Arts & CultureCampus & City

2019 Fringe Festival Review: Pack Animals

Pack Animals is campy, feminist and raunchy

Prepare to shed away your shyness and insecurities when watching Pack Animals. The touring show that just wrapped up at the 2019 Edmonton Fringe Festival takes pride in its middle finger to the prudish, mansplaining “you should smile more”s of the world.

Producers and performers Holly Brinkam and S.E. Grummett bring an entire new understanding of what it means to perform theatre while performing gender. It’s this unapologetically queer and feminist philosophy that pairs so well with the show’s raunchy skits, its watermelon ukelele, and its masterfully played recorder.
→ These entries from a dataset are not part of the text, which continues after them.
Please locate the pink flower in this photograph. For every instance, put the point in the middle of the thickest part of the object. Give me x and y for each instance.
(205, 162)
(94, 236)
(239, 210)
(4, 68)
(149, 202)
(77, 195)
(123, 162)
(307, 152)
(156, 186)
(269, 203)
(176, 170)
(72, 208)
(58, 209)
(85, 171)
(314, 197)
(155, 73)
By being so immediate in their innuendos and double entendres of all kinds, it feels as though Pack Animals risks alienating uncomfortable audiences that had no idea what they signed up for. Even then, Pack Animals finds a wide range of remedies to alleviate any possible alienations that stifle the room.

The skit-based show maintains a semi-linear continuity, peppered throughout with musical interludes, fourth-wall breaks, self-deprecation, and its own takes on famous Canadian public service announcements of “Hinterland Who’s Who.” In these segments, the show introduces us to the pack animals ever-existent in our landscapes of hook-up cultures, be they at your local queer hangout spot or at old watering holes like The Ranch. It will be harder to now see the Honey Badger as just the anarchic badass mascot of Internet memes past.

Never a show to lose its finger on the pulse of activist topics, Pack Animals does manage to convey structured political messaging within its one-hour run-time. It does so all while upholding the same degree of laughter as within other parts of the show. This isn’t to say that these segments are perfect; the show does run into instances where a scene goes on beyond the climax of both its punchline and its message. Mainly, this is most evident near the end of the show, where Holly and S.E. sing to “fuck my gender and fuck it good,” repeating a chorus that has lost its initial shock on its audience. However, the show does succeed in packing in tons of content through different means, without the show ever feeling like too much.

Pack Animals is a touring show, run by Scantily Glad Theatre. If you ever get the opportunity, watch this show and bask in its hilariously campy genius.